Hier sind die häufigsten:

  • Das Versäumnis, die Schwere der Whistleblowing-Meldung anzuerkennen und angemessen darauf zu reagieren.
  • Nicht alle Personen mit den erforderlichen Fähigkeiten und Erfahrungen in das Untersuchungsteam einbeziehen.
  • Mangelnde Planung und Versäumnis, Parameter festzulegen.
  • Wenn man von Beginn der Ermittlungen an das Anwaltsgeheimnis nicht berücksichtigt, kann dies dazu führen, dass wertvolle sensible Informationen und Beweisdokumente ungeschützt bleiben und Gegenstand von Rechtsstreitigkeiten werden.
  • Löschung wichtiger Daten – entweder versehentlich oder absichtlich –, weil den Mitarbeitern keine Aufbewahrungsanweisung erteilt wurde.
  • Keine Aufbewahrung von Beweismitteln, da die Server nicht in angemessenen Abständen gesichert wurden.
  • Erstaunlicherweise, Sie werden es vielleicht nicht glauben, aber in der Eile, das Problem der Whistleblower zu lösen, versäumen es viele ernannte interne Ermittler, sich rechtlich beraten zu lassen. Allein dies kann später im Verlauf der Whistleblower-Untersuchung zu ernsthaften rechtlichen Problemen führen.
  • Eine vermeintlich unparteiische Whistleblowing-Untersuchung untergraben, indem ein Mitglied des Untersuchungsteams, das möglicherweise in einem Interessenkonflikt steht, tatsächlich oder auch nur scheinbar daran beteiligt ist. Wenn dies wahrgenommen wird, werden lediglich die Untersuchungsergebnisse unwirksam.
  • Die unbeabsichtigte Offenlegung der Identität des Hinweisgebers oder das Versäumnis, ihn vor Vergeltungsmaßnahmen zu schützen, kann oft dazu führen, dass das gesamte Whistleblowing-Verfahren beeinträchtigt wird, was zu einem Vertrauensverlust und weniger Meldungen führt.
  • Wenn man nicht auf die Ergebnisse der Untersuchung reagiert, kann das fast genauso viel Unmut hervorrufen wie eine schlecht durchgeführte Untersuchung. Wenn man keine Abhilfemaßnahmen ergreift, signalisiert man allen Beteiligten – dem Hinweisgeber, den Ermittlern und allen Mitarbeitern –, dass die Untersuchung entweder wirkungslos war, nicht ernst genommen wurde oder dass die Geschäftsleitung nie die Absicht hatte, sie weiterzuverfolgen.
  • Nichtbenachrichtigung oder verspätete Benachrichtigung der zuständigen Behörden, wie beispielsweise einer Finanz- oder Datenschutzbehörde, oder Unterlassung der gesetzlich vorgeschriebenen Benachrichtigung der Zivil- oder Strafverfolgungsbehörden.

Schlussfolgerung

Es reicht nicht aus, eine Whistleblowing-Richtlinie zu haben, und oft reicht es auch nicht aus, interne Mitarbeiter für die Untersuchung von Whistleblowing-Meldungen zu benennen... Es gibt einfach zu viele Dinge, die aufgrund mangelnder Erfahrung und Kenntnisse schiefgehen können.

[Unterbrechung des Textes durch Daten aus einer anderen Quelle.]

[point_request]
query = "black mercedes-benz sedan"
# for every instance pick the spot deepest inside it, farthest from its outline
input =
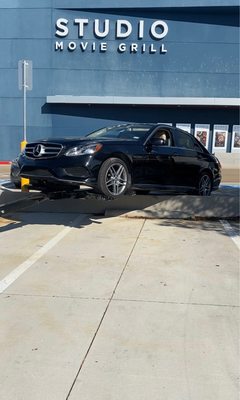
(114, 160)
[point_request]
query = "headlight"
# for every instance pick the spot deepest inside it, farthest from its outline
(83, 150)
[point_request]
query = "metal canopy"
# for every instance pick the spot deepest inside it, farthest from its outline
(147, 101)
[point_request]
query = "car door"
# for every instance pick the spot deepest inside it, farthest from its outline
(187, 159)
(160, 165)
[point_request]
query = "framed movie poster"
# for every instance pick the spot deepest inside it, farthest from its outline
(202, 133)
(220, 136)
(184, 127)
(236, 139)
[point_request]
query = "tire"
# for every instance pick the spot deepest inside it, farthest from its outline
(114, 178)
(204, 185)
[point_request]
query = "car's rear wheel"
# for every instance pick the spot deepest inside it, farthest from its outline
(204, 185)
(114, 178)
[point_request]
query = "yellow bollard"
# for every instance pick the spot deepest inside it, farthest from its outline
(24, 181)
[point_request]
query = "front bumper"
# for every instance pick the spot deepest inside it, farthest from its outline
(62, 171)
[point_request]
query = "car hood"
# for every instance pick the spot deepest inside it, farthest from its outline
(73, 141)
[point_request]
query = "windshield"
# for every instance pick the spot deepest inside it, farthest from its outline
(134, 132)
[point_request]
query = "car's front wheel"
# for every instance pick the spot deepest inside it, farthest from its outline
(204, 185)
(114, 178)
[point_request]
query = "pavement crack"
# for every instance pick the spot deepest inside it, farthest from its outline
(105, 311)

Und das auch nur, wenn das Fehlen eines unparteiischen, unabhängigen Untersuchungsteams den Mitarbeiter nicht davon abhält, überhaupt erst Alarm zu schlagen.

Sie erhalten 7 % mehr Meldungen, wenn Sie sicherstellen, dass der Hinweisgeber anonym bleibt oder sich bei der Nutzung eines unabhängigen Dienstes wohler fühlt.

Das muss doch gut sein, oder?

Darüber hinaus ist es durch den Einsatz erfahrener und sachkundiger Ermittler weitaus wahrscheinlicher, dass Sie einen Whistleblowing-Fall lösen können, einfach weil die Ermittler Ihnen mit größerer Wahrscheinlichkeit die detaillierten Informationen liefern können, die für die Suche nach einer Lösung erforderlich sind.